James McClean’s stunning beginning to life as a Premier League player with Sunderland has catapulted him to the head of the queue for Ireland’s new recruits. The former Derry City star made his début in Martin O’Neill’s first game in charge of the Black Cats scoring his first goal one game later in the win against Wigan. The 22-year-old scored five times in 23 appearances and was parachuted into the Irish squad for the European Championship eventually seeing game-time against Spain.

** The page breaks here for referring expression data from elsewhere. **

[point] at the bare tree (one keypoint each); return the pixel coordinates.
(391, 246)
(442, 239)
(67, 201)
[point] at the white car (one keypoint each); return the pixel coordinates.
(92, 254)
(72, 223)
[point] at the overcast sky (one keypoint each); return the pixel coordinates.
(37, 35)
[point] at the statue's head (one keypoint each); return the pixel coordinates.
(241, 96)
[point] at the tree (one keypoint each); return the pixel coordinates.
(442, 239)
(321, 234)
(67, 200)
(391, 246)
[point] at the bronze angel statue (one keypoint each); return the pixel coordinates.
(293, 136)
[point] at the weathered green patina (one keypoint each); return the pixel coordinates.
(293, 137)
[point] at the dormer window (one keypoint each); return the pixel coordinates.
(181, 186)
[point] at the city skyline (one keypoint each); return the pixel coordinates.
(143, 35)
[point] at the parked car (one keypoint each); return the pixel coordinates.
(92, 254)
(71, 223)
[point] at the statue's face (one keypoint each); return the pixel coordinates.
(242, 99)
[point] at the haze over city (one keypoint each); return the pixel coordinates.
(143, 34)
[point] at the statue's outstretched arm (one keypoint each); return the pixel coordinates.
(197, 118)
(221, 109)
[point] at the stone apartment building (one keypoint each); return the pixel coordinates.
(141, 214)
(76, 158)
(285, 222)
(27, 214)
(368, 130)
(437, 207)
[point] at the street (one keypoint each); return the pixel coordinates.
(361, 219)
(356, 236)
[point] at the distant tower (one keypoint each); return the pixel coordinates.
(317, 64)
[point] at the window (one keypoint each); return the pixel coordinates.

For many, the Irish revolution will be built around winger McClean and James McCarthy. He has a huge season ahead.

James McCarthy
McCarthy has a had a turbulent relationship with the Irish senior side having withdrawn from a number of squads. He didn’t appear in the Carling Nations Cup but his initial reasons were slow in forthcoming as more communication issues dogged Trapattoni’s management. His club manager Roberto Martinez’s assertion that the midfielder was tired held little sway with the Irish boss. Despite making just three international appearances, McCarthy’s hugely impressive displays at club level have convinced many he is worthy of breaking up the woefully inadequate Whelan-Andrews partnership. The heart-breaking omission from the Euro squad due to his father’s serious illness should only heighten the desire of Irish fans to see him play a pivotal part in the future direction of the national team.